There are two main groups making up these numbers. Firstly, there are those where this is their first indication that they have HIV, and these account for two thirds of cases. Secondly, there are those who came to Ireland with a previous diagnosis of HIV and who are transferring their care here. These account for one third of the cases.  

“Encouragingly, the numbers of new diagnoses, where there was no history of previous HIV diagnosis abroad, have dropped overall by 6% in the last year, and by 14% among men who have sex with men (MSM), the biggest group affected by HIV in Ireland. The HSE recommends that all HIV infected individuals engage with and attend HIV services in Ireland promptly so that they are offered antiretroviral therapy as soon as possible. This recommendation is in place given the benefits to the individual of being on effective antiretroviral therapy and also the protective effect of antiretroviral therapy in preventing transmission of HIV to others. Current estimates indicate that more than 90% of people living with HIV and attending services in Ireland are on effective antiretroviral therapy”, said Dr Derval Igoe, Specialist in Public Health Medicine at the HPSC. 
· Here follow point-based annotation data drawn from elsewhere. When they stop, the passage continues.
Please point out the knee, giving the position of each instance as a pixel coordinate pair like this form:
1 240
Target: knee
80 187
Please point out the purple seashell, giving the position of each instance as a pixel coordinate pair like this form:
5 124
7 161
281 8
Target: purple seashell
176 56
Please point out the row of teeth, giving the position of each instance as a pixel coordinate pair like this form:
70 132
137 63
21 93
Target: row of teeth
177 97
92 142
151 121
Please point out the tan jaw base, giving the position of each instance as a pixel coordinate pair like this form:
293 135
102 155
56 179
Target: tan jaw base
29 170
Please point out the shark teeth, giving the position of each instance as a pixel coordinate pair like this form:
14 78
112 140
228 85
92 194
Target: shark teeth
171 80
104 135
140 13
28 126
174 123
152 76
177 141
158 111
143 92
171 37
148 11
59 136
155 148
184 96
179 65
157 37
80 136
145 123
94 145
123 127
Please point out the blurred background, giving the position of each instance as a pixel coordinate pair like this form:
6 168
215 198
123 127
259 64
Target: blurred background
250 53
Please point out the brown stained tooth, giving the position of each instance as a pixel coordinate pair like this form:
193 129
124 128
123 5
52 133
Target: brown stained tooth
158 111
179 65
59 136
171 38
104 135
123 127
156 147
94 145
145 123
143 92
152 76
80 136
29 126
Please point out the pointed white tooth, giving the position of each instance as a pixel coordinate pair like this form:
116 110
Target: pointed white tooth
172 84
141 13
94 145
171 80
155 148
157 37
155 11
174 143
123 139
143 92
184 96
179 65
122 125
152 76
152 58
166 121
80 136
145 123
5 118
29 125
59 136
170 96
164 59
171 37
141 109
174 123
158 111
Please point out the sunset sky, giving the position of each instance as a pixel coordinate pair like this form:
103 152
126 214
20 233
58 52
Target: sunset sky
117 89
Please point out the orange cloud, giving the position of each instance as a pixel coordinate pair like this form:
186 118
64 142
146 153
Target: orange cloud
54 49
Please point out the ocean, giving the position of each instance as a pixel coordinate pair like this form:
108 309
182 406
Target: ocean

Just over half of the diagnoses in 2016 were among MSM. 42% of MSM diagnosed in 2016 were previously diagnosed abroad and had transferred their HIV care (87%) to Ireland. The majority (85%) of those with a previous positive diagnosis were born abroad, with 15% born in Ireland.  

A HSE multi-sectoral response group is implementing an action plan to respond to the higher rates of HIV and other STIs in MSM.

Dr Igoe said: “Since the launch of the National Sexual Health Strategy we have developed close partnerships with the Gay Health Network who work directly with the MSM community. Through this partnership, the HSE has supported community led initiatives such as peer led outreach, the development of information resources, including the www.man2man.ie national campaigns, and the HSE KnowNow community led rapid HIV testing”.

 Among the 140 heterosexuals diagnosed with HIV, the majority (64%) were born in countries in sub-Saharan Africa. As has been seen in previous years, they presented later in the course of their HIV infection than all other groups. Additional strategies, including community testing, are urgently needed to reduce the proportion presenting late.

 “Combination HIV prevention approaches are necessary to halt transmission of HIV. These include access to HIV testing, condoms, post-exposure prophylaxis (PEP), sexual health services, antiretroviral therapy for people living with HIV and harm reduction interventions for people who use drugs. All of these interventions are currently available and are likely to be contributing to the decline in new HIV infections, particularly in MSM. The role of pre-exposure prophylaxis (PrEP) as an additional tool for HIV prevention in Ireland is currently being established. We are committed to continuing this combination HIV prevention work. Further work is required in particular to reduce late presentations in heterosexually acquired infection”, said Dr Fiona Lyons, Clinical Lead for the HSE Sexual Health and Crisis Pregnancy Programme.